Concerne le thème : La sécurité : les chiffres de la délinquance

Mme Éliane Assassi. Monsieur le ministre, ma question ira dans le même sens que celle qu'a posée Virginie Klès.

Contrairement au célèbre adage, les chiffres ne sauraient « parler d'eux-mêmes ». En effet, le rapport de l'Inspection générale de l'administration publié en juillet 2013 fait état des méthodes désastreuses utilisées à des fins politiciennes par le précédent gouvernement pour faire parler les chiffres à son avantage.

Ce rapport confirme à quel point la politique du chiffre qui avait été mise en place par Nicolas Sarkozy a engendré des anomalies et des manipulations dans les statistiques de la délinquance.
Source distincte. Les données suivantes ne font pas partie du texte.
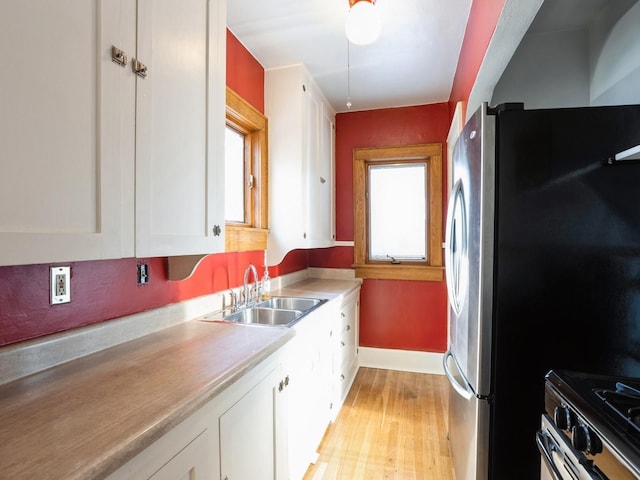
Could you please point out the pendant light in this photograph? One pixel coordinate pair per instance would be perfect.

Ce fut le cas en particulier en 2012, avant l'élection présidentielle.

Chacun sait que, ces dernières années, les statistiques étaient analysées à partir des plaintes déposées auprès de la police et de la gendarmerie. De ce fait, toutes les affaires n'étaient pas comptabilisées. En outre, le report systématique de l'enregistrement des faits était de mise dès que les objectifs chiffrés étaient atteints pour le mois concerné. Ainsi, en raison de ces multiples manipulations, les statistiques perdaient tout contenu opérationnel.

Monsieur le ministre, la sécurité de nos concitoyens et concitoyennes exige non seulement qu'existe un niveau minimal de débat – j'entends par là un débat non instrumentalisé – sur la signification des chiffres produits, mais aussi une statistique publique fiable et utile.

Dès votre prise de fonctions, vous avez exprimé votre volonté de relever le niveau du débat en « assumant les chiffres », selon vos propres mots, et de rompre avec la politique du chiffre. Vous avez donc annoncé la mise en place de nouveaux indicateurs pour mesurer la délinquance. Ceux-ci doivent être fiables, afin de permettre une orientation pertinente des politiques publiques et d'être utiles à la police et à la gendarmerie, dont le travail, disons-le, a subi une forte dégradation du fait des pressions hiérarchiques quotidiennes dues au tout-répressif.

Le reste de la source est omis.